Monomial Factors

Example:

Identify all of the common monomial factors in

25x ⁴y ³zw ² + 150x ³y ³zr ⁴ + 30x ²y ³zw

solution:

Our goal is to rewrite this trinomial in the form:

( a monomial) ( whatever else)

Note that this pattern is a single term which is the product of two parts. The “a monomial” part will be identified here, in the process determining what the "whatever else” part is.

We start by selecting any of the three terms to guide the process – it doesn’t matter which term you choose, though there may be a slight savings in work if a simpler-looking term is used. So, we decide to base this analysis on the parts of the first term, the 25x ⁴y ³zw ².

Next, identify all of the simple factors of the selected term, including prime factors in the numerical coefficient. The term we have chosen to work from has simple factors 5, x, y, z and w.

(Note that if we had chosen to key our analysis to the third term, the 30x ²y ³zw, our list of simple factors would be 2, 3, 5, x, y, z, w – slightly longer. Don’t spend a lot of time making your selection here.)

Now, go through the list of these simple factors in your key term one at a time, and determine the highest power to which each of them occurs in all (three, in this case) terms of the entire expression. This highest power will then be a common monomial factor of the entire expression. (Of course, if an item in this list doesn’t occur at all in one of the terms, then this highest power will be the zero power – that item is not a common factor of all of the terms in the expression.)

So, for our example, we have five items in the list of potential common monomial factors to check.

(i) 5:

25x ⁴y ³zw ² contains 5 ²

150x ³y ³zr ⁴ contains 5 ²

30x ²y ³zw contains 5 ¹

The highest power of 5 common to all three terms (which is actually the lowest power that occurs in this list) is 5 ¹ = 5. Thus, 5 is a common factor of all three terms.

(ii) x:

25x ⁴y ³zw ² contains x ⁴

150x ³y ³zr ⁴ contains x ³

30x ²y ³zw contains x ²

Thus, the highest power of x common to all three terms is x ², and so x ² is a common monomial factor of the entire expression.

(iii) y:

25x ⁴y ³zw ² contains y ³

150x ³y ³zr ⁴ contains y ³

30x ²y ³zw containsy ³

Thus, the highest power of y common to all three terms is y ³, and so y ³ is a common monomial factor of the entire expression.

(iv) z:

25x ⁴y ³zw ² contains z ¹

150x ³y ³zr ⁴ contains z ¹

30x ²y ³zw contains z ¹

Thus, the highest power of z common to all three terms is z ¹ = z, and so z is a common monomial factor of the entire expression.

(v) w:

25x ⁴y ³zw ² contains w ²

150x ³y ³zr ⁴ does not contain w (or contains w ⁰)

30x ²y ³zw contains w ¹

Thus the highest power of w common to all three terms is w ⁰ = 1. This is the same thing as saying that there is no power of w common to all three terms, and so there is no power of w which is a common monomial factor of all three terms.

So, the common monomial factors of the entire three-term expression have been identified as 5, x ², y ³, and z.

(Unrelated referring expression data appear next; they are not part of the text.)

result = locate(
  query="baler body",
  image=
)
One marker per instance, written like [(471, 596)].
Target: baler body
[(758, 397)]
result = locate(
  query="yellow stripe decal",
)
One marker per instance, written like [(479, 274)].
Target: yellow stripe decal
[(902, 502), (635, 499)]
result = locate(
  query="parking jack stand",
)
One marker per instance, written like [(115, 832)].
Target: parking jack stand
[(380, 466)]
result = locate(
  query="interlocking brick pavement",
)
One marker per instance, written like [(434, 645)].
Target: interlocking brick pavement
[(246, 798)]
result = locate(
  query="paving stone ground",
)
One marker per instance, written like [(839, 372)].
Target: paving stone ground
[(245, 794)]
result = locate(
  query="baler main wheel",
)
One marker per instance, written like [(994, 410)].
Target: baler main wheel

Our strategy has guaranteed that the product of these, 5x ²y ³z makes up the greatest monomial factor common to all three terms. Thus, going back to the template of our original goal, we can now write that

25x ⁴y ³zw ² + 150x ³y ³zr ⁴ + 30x ²y ³zw = (5x ²y ³z)( whatever else)

All that needs determining yet is the form of the “ whatever else” part. This we do in the same way as was done in the previous examples. Identify what is left of each term after the common monomial factor is removed. For the first term,

25x ⁴y ³zw ² = 5 2x ⁴y 3zw ² = (5x ²y ³z)(5x ²w ²)

since to get 25x ⁴y ³zw ² = 5 2x ⁴y ³zw ² from 5x ²y ³z, we need an additional factor of 5 (to make the 5 ²), an additional factor of x 2 (to make the x 4), and an additional factor of w ² (to make the w ²). Multiplying the two factors in brackets on the right above is seen to regenerate the original term on the left.

Now, repeat this process with each of the remaining two terms:

150x ³y ³zr ⁴ = 2 · 3 · 5 ² x ³y ³zr ⁴ = (5x ²y ³z)(2 · 3 · 5xr ⁴) = (5x ²y ³z)(30xr ⁴)

and

30x ²y ³zw = 2 · 3 · 5x ²y ³zw = (5x ²y ³z)(2 · 3w) = (5x ²y ³z)(6w)

So, 25x ⁴y ³zw ² + 150x ³y ³zr ⁴ + 30x ²y ³zw = (5x ²y ³z)(5x ²w ² + 30xr ⁴ + 6w)

This completes the operation of identifying the common monomial factors in the original expression. You should verify that multiplying to remove the brackets on the right-hand side of this result gives precisely the expression on the left-hand side, confirming that the two forms are mathematically equivalent.